Use of Thesauri in the Full-Text Environment


Based on a paper presented at the 34th Clinic on Library Applications of Data Processing (Cochrane & Johnson, 1998)

© 1998. Jessica L. Milstead. All Rights Reserved

Introduction

The information retrieval world has changed dramatically in recent years, with the immense increase in availability of searchable full text -- and the increasing availability of powerful engines for searching the text. It is reasonable to ask whether there is any place left for thesauri in this new information retrieval environment. I believe there is a place for thesauri -- or something like them ­ but they must change in order to continue to be of value, and it is hard to predict just what the changes will be.

A thesaurus is more than a simple equivalence list, the kind of "thesaurus" most often supported by text retrieval packages. While equivalence lists are vital to effective information retrieval, they are not enough. They can only suggest other ways of expressing an idea which is already in the user's mind; they do not remind the user of related ideas that might be valuable in searching.

A true thesaurus has equivalence relationships, but it also supports other kinds of relationships, such as genus-species, and provides navigation assistance by means of scope notes and other aids. In other words, a thesaurus is a tool designed to aid users in finding their way around a vocabulary database. In addition to its traditional use as an authority for the terms used in indexing the database, it offers reminders of terms the user might not even have considered.

The ANSI/NISO standard for thesauri (National Information Standards Organization, 1994) provides the best available information on what thesauri should do and how they should be built, but it predates the recent explosion of full text and powerful search engines, and it is not an adequate guide to future needs and potential.

The first thesauri were produced before electronic searching became widely available, but their full development coincided with the growth of online bibliographic databases.

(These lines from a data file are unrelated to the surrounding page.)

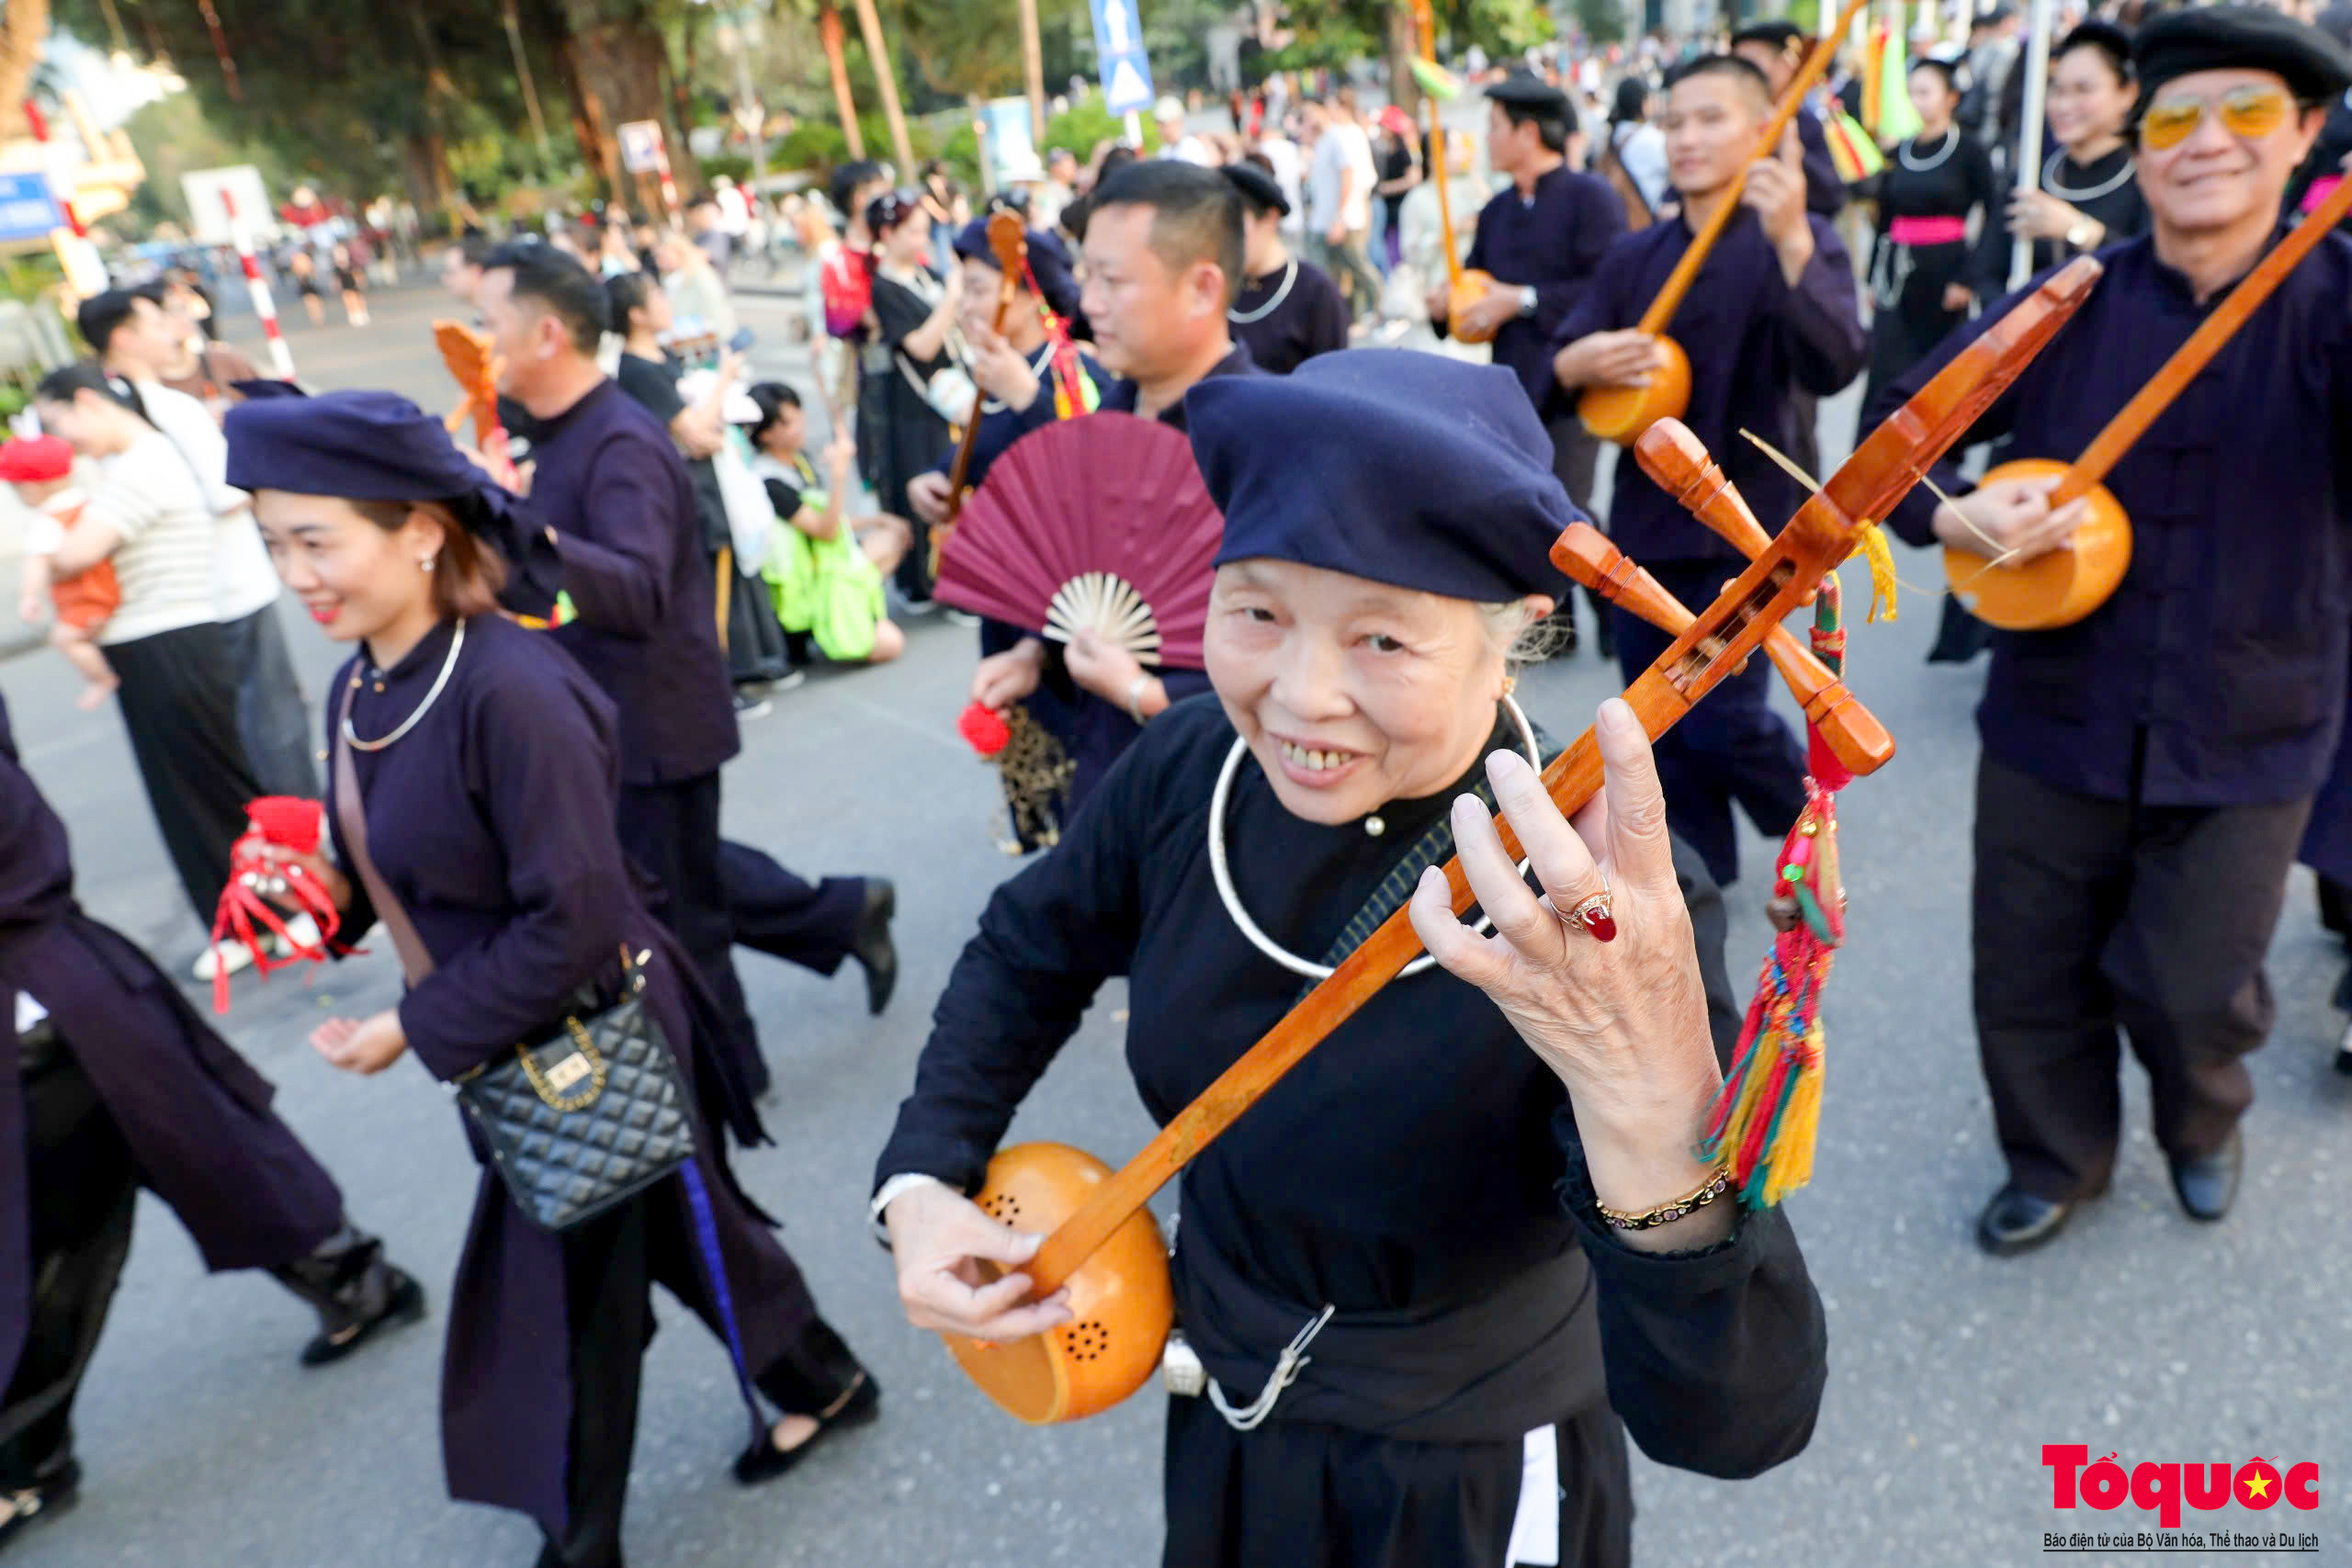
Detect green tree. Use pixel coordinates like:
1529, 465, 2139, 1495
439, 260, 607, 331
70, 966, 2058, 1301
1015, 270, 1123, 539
1571, 0, 1623, 45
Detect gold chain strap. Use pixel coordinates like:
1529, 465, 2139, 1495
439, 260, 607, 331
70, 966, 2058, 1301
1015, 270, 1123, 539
516, 1014, 608, 1111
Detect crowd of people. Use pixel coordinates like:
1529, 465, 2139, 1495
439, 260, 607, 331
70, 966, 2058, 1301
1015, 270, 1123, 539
3, 1, 2350, 1564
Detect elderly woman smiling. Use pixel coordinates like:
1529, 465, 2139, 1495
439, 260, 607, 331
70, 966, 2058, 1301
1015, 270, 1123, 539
875, 351, 1826, 1568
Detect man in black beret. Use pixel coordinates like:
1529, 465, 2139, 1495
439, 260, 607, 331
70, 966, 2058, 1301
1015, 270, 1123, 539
1430, 72, 1627, 655
474, 241, 776, 1102
1865, 6, 2352, 1256
1220, 157, 1350, 375
1729, 18, 1851, 216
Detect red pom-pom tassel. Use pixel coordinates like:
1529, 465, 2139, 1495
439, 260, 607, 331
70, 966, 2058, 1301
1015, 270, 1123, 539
959, 701, 1012, 758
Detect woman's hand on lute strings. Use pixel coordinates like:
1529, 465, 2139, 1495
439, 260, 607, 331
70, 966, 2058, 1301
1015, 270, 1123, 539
1409, 699, 1730, 1245
885, 1180, 1074, 1340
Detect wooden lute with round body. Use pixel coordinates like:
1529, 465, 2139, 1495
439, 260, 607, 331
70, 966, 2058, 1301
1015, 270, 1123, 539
1946, 169, 2352, 630
942, 212, 1029, 529
944, 254, 2105, 1426
1409, 0, 1498, 341
1577, 0, 1867, 447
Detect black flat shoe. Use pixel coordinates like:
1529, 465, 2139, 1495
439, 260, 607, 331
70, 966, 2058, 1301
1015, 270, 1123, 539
2169, 1130, 2242, 1223
301, 1267, 426, 1367
732, 1371, 880, 1486
852, 879, 898, 1017
1976, 1186, 2075, 1257
0, 1458, 81, 1554
2335, 1020, 2352, 1077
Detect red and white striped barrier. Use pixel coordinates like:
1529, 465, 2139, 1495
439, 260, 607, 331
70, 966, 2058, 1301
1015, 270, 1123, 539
218, 187, 296, 381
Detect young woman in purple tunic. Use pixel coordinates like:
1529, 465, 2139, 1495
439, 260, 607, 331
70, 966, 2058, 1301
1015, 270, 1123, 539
222, 390, 878, 1568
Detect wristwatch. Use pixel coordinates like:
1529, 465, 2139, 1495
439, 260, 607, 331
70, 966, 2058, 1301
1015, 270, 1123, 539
2064, 216, 2099, 250
1518, 285, 1540, 317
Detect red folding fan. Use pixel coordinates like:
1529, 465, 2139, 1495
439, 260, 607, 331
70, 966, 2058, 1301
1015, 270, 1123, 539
933, 412, 1224, 670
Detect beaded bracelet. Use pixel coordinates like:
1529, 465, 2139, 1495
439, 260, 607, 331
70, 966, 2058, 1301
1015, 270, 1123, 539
1595, 1167, 1734, 1233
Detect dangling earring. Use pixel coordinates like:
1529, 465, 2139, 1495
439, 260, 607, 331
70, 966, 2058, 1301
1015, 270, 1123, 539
420, 556, 437, 573
1500, 674, 1517, 697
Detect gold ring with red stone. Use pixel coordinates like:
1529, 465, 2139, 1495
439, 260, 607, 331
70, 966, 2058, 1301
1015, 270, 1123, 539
1562, 874, 1617, 942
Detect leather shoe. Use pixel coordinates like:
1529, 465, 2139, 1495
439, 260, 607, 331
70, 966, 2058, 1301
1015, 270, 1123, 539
852, 879, 898, 1017
2168, 1130, 2241, 1223
733, 1370, 880, 1485
0, 1457, 80, 1552
1976, 1186, 2074, 1257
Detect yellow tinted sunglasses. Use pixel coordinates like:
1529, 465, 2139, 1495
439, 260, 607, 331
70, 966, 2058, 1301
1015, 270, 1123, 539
2140, 85, 2294, 151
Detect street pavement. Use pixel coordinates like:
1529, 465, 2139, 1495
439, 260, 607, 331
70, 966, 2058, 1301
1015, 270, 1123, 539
4, 275, 2346, 1568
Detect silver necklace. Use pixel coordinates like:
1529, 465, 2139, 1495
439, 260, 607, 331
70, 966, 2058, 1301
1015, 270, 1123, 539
343, 619, 466, 753
1227, 257, 1298, 325
2043, 145, 2133, 203
1899, 128, 1959, 173
1206, 694, 1542, 982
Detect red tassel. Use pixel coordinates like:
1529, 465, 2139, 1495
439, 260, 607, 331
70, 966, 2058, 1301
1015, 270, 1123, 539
209, 798, 343, 1012
958, 701, 1012, 758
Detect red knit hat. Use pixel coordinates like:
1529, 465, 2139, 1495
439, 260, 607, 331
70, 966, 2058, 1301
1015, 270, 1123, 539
0, 434, 73, 484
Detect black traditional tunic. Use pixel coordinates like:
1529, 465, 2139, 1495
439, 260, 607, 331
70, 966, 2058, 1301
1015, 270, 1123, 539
323, 615, 844, 1545
1861, 127, 1999, 409
1970, 143, 2149, 298
877, 698, 1826, 1567
0, 694, 348, 1458
862, 267, 956, 599
1227, 254, 1351, 376
1452, 165, 1627, 410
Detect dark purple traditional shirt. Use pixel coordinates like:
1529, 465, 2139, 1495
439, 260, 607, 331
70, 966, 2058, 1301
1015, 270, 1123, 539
523, 378, 738, 786
1550, 207, 1867, 563
1871, 231, 2352, 807
328, 615, 638, 1079
1459, 164, 1627, 410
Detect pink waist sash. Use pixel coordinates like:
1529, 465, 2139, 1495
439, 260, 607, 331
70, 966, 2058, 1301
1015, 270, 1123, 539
1889, 215, 1969, 245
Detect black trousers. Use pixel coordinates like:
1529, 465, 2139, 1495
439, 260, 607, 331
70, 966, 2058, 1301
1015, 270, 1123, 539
1611, 559, 1809, 886
716, 840, 865, 977
1972, 755, 2314, 1201
221, 604, 320, 800
540, 1187, 865, 1568
0, 1040, 139, 1488
1162, 1397, 1632, 1568
616, 774, 769, 1100
104, 621, 264, 926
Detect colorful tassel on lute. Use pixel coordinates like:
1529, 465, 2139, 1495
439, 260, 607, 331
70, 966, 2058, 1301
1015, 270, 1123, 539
1699, 577, 1854, 1207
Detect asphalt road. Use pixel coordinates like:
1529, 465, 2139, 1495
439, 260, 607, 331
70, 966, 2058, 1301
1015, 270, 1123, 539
4, 276, 2346, 1568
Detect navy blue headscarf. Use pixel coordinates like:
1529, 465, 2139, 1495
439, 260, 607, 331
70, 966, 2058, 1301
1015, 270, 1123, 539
224, 389, 563, 615
952, 219, 1084, 323
1185, 351, 1580, 604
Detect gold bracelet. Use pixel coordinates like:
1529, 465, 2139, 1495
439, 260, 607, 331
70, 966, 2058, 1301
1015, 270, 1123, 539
1595, 1167, 1733, 1233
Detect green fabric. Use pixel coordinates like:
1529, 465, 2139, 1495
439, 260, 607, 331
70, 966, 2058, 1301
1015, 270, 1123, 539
763, 513, 885, 663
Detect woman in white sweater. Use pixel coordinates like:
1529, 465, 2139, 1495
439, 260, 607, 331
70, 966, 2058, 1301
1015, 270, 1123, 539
30, 364, 265, 933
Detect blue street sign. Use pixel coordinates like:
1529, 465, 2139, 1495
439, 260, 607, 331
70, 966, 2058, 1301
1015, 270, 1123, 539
0, 172, 64, 244
1089, 0, 1156, 116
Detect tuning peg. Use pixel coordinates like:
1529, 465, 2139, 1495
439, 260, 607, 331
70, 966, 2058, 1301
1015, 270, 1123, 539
1549, 524, 1895, 779
1634, 419, 1775, 561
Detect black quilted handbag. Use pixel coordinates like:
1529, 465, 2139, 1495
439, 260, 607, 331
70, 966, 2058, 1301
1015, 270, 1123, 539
454, 953, 696, 1232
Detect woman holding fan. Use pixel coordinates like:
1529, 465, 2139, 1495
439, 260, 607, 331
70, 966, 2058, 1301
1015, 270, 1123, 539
877, 354, 1821, 1566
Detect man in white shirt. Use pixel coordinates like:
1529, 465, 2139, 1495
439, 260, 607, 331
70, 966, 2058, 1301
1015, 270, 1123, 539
1252, 130, 1307, 243
1154, 96, 1217, 165
78, 287, 318, 803
1301, 91, 1382, 325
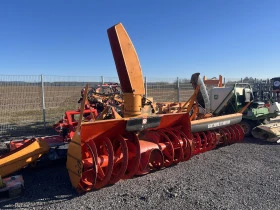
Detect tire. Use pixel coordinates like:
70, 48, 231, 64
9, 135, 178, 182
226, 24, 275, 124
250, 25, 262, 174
239, 120, 256, 136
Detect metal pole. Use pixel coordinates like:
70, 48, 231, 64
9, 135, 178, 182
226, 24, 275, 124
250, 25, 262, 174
177, 77, 180, 102
145, 76, 147, 97
41, 74, 46, 131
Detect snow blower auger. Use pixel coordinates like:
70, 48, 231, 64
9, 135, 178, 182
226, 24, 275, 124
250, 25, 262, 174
66, 85, 192, 192
187, 72, 245, 148
66, 23, 245, 193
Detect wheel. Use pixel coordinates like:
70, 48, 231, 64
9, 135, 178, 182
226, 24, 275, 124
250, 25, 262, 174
239, 120, 255, 136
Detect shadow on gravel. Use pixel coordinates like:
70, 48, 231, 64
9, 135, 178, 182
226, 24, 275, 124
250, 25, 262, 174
0, 161, 79, 209
239, 137, 280, 145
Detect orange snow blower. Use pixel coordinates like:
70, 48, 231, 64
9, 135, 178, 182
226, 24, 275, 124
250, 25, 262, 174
66, 23, 244, 193
67, 89, 192, 192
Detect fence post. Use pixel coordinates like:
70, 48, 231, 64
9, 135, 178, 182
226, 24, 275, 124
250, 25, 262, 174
41, 74, 46, 131
177, 77, 180, 102
145, 76, 147, 97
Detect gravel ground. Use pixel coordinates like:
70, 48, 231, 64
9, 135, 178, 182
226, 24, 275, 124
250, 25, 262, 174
0, 136, 279, 210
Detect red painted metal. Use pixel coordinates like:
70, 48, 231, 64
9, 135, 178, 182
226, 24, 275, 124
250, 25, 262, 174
9, 135, 65, 151
141, 130, 175, 167
137, 140, 163, 175
54, 109, 99, 140
109, 135, 128, 184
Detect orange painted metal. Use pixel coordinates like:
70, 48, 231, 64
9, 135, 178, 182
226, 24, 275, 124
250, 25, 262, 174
67, 110, 192, 192
203, 75, 223, 87
66, 23, 245, 193
9, 135, 64, 151
137, 140, 163, 175
67, 109, 244, 193
107, 23, 145, 96
0, 138, 50, 178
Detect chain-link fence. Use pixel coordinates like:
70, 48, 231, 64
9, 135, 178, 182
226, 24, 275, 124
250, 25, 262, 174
0, 74, 272, 140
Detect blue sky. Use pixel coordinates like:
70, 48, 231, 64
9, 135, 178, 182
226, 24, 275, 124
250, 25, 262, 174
0, 0, 279, 79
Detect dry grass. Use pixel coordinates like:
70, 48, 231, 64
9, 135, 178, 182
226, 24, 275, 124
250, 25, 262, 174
0, 84, 194, 140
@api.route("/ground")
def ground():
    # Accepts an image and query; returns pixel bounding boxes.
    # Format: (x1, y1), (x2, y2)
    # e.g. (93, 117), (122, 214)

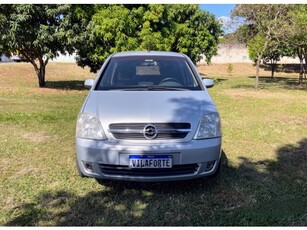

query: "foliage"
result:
(70, 4), (223, 73)
(247, 34), (293, 78)
(247, 35), (286, 65)
(232, 24), (256, 44)
(231, 4), (290, 89)
(227, 63), (233, 76)
(276, 4), (307, 83)
(247, 34), (265, 63)
(233, 4), (307, 84)
(0, 4), (73, 87)
(0, 4), (222, 84)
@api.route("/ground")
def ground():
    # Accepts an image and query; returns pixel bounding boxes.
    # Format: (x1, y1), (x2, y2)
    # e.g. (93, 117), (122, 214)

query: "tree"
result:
(0, 4), (73, 87)
(275, 5), (307, 84)
(262, 45), (283, 79)
(247, 34), (265, 64)
(71, 4), (222, 73)
(231, 4), (290, 89)
(290, 5), (307, 84)
(247, 35), (291, 78)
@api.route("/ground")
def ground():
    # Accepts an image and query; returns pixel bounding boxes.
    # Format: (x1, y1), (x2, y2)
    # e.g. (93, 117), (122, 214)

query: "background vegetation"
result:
(1, 4), (306, 88)
(231, 4), (307, 88)
(0, 4), (222, 86)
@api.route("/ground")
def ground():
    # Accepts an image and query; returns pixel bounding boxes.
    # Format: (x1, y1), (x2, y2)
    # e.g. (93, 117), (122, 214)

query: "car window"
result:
(95, 56), (201, 90)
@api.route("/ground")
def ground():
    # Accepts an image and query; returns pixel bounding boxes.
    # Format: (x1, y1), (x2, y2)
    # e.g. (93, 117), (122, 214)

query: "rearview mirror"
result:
(202, 78), (214, 88)
(84, 79), (94, 89)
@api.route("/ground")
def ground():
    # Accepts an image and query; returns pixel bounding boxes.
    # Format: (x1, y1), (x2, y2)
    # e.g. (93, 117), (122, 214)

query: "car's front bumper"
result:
(76, 137), (222, 182)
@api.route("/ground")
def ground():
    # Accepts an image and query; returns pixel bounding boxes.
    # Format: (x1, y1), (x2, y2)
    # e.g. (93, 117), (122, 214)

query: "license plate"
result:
(129, 155), (172, 168)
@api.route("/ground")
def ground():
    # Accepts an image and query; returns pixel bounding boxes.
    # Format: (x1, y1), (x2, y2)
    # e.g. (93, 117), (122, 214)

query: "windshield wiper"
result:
(108, 88), (141, 91)
(117, 86), (188, 91)
(120, 87), (150, 91)
(146, 86), (188, 91)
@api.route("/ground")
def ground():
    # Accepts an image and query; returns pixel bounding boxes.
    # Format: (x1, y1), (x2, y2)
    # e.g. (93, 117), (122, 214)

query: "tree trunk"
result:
(298, 48), (305, 84)
(255, 32), (270, 90)
(18, 49), (48, 88)
(37, 64), (46, 87)
(33, 57), (48, 88)
(299, 56), (304, 84)
(255, 56), (261, 90)
(304, 52), (307, 79)
(270, 59), (276, 78)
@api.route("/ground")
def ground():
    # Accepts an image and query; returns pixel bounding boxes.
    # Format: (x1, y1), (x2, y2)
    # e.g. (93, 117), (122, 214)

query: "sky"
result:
(200, 4), (235, 18)
(200, 4), (236, 34)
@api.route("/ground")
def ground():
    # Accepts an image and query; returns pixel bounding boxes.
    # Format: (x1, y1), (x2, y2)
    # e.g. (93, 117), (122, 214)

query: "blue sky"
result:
(200, 4), (235, 18)
(200, 4), (236, 33)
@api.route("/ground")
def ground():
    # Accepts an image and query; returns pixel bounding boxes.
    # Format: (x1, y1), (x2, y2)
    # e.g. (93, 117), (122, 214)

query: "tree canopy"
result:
(70, 4), (223, 73)
(231, 4), (290, 89)
(247, 35), (292, 78)
(232, 4), (307, 87)
(276, 5), (307, 83)
(0, 4), (74, 87)
(0, 4), (222, 86)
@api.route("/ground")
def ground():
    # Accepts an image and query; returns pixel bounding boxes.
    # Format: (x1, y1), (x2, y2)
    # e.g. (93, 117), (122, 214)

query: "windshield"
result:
(95, 56), (201, 91)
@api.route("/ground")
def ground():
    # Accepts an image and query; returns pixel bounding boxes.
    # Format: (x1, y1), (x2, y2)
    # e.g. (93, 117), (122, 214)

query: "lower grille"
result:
(99, 164), (199, 177)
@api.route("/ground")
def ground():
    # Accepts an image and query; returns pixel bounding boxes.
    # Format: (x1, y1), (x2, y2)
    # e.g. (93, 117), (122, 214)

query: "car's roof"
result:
(112, 51), (186, 58)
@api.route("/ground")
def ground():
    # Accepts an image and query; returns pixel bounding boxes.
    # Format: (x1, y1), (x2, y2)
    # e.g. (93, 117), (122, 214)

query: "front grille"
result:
(99, 163), (199, 177)
(108, 123), (191, 140)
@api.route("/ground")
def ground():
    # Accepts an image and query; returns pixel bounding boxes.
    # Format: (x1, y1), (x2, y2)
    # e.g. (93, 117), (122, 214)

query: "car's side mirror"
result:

The earliest electronic files consisted only of titles, bibliographic descriptions, and indexing; if you were lucky there were abstracts, but this was not to be taken for granted when storage space was a very precious commodity and acquiring anything in electronic form generally meant rekeying it. In this environment, indexing had to be of high quality if information was to be retrieved at all. Hence the obvious need for thesauri.

Today it is beginning to seem as if all information is available in full text. However, this is not true, nor will it be true in the immediate future. Vast numbers of legacy documents remain, and converting these to searchable text is an expensive, long-term proposition. Furthermore, many documents are still being produced only in printed form. Therefore, thesauri and indexing will continue to have a place ­ at least for awhile ­ in facilitating access to documents for which electronic text is not available. Their long-run value, however, depends on integration with full-text search.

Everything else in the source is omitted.